I have two fantastic books on the nightstand right now. Actually one fantastic, another monumental.

First the fantastic. I'm nearly done with Good Strategy, Bad Strategy. This book, written by a UCLA business professor and well-known strategist, has plenty on creating good strategy, from initial understanding to ways of stepping beyond the expected. But I like his take on bad side even more. He serves up some hardcore slap-downs on the budgetary goals, high-flying visions, and motivational slogans that far too frequently masquerade as strategies.

After reading the first couple chapters of Thinking, Fast and Slow, my (stage 1, for those who've read it) guess is that this is because real strategy--the kind that distills insight into a unique, succinct, meaningful, and actionable direction--is too hard. According to this mind-altering book, our brains prefer to go with the gut--or rather, the kind of subconscious thinking responsible for fast decisions--because it's easier. It literally takes less energy.

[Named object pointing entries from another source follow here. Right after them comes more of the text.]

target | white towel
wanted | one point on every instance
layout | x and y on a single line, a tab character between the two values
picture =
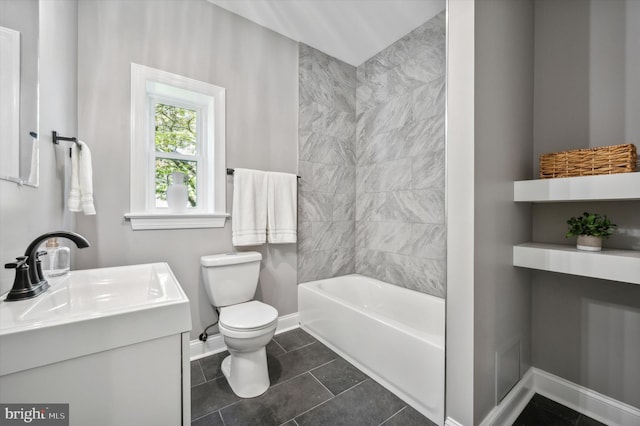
282	208
249	215
81	193
35	162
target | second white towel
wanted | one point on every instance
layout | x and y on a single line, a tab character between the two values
282	208
249	221
81	193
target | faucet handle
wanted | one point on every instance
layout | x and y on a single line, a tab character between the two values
20	263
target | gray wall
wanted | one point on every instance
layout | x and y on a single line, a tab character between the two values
400	149
327	126
503	150
194	38
28	212
587	330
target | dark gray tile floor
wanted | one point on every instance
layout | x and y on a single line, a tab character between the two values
544	411
310	385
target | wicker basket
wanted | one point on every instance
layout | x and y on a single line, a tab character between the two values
587	162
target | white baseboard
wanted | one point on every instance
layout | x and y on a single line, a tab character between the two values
451	422
589	402
215	343
586	401
513	403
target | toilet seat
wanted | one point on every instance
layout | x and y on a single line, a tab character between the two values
248	316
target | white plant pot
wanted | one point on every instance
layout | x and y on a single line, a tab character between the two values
589	243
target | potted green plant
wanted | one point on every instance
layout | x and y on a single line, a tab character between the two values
590	228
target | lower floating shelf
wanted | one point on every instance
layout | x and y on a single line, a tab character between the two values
615	265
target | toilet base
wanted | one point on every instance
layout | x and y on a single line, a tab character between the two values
247	373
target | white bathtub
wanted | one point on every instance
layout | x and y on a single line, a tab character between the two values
393	334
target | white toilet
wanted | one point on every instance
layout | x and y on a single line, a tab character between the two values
246	325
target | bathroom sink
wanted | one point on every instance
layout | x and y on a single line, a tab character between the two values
89	311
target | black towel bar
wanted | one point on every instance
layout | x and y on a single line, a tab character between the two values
231	171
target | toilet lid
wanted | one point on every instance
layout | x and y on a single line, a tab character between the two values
248	316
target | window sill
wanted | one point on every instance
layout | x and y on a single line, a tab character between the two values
187	220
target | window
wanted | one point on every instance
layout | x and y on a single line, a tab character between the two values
177	125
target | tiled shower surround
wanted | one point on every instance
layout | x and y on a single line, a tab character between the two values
327	164
379	196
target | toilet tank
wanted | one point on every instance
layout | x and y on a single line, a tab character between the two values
231	278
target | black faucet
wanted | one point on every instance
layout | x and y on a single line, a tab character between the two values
29	280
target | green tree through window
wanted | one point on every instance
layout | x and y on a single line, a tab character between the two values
175	133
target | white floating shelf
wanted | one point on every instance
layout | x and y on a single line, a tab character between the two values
621	186
615	265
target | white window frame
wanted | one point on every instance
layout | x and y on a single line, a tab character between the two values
148	86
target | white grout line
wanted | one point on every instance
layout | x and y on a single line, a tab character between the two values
393	415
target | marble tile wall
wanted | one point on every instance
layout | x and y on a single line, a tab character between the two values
400	158
326	144
372	161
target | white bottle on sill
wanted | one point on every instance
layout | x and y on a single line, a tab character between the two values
58	259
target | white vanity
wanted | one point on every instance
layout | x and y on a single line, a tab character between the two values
113	343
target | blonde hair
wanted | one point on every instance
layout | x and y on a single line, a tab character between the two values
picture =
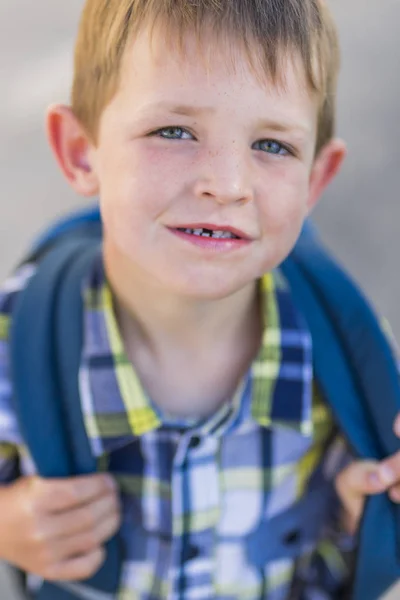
266	29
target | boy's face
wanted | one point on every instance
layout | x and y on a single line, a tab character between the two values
186	145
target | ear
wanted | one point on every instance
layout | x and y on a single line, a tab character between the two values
326	166
72	149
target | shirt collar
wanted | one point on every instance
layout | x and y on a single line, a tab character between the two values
115	406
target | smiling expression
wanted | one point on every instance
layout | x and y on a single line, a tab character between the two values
204	171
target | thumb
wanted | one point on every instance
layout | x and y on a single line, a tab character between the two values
359	479
353	484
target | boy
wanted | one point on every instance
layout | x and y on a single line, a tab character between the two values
206	129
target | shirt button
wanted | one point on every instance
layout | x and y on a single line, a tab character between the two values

But this energy conservation, although invaluable for everyday life tasks and blink decisions, leads to "strategies" such as "we're committed to being a leader our industry!" and "our objective is to improve the world AND increase returns!" Real strategy requires both creative leaps and rigorous logic (stage 2, for those who've read it). And that's hard, conscious brain-work.

Few people can work their brains as hard the book's author Daniel Kahneman. From what I've gathered from this book already, the fruits of his labor are incredible. And I still have around 400 pages left to go!

Comments

  1. Loved Thinking Fast and Slow. Great book.

    ReplyDelete
  2. Sanford, thanks for posting the first comment ever on this blog! As your booby prize, here's an enjoyable interview of Kahneman by David Brooks:http://fora.tv/2011/11/28/David_Brooks_Speaks_with_Daniel_Kahneman

    It's not much, but it's all I got. Hope all's good in Barrettville.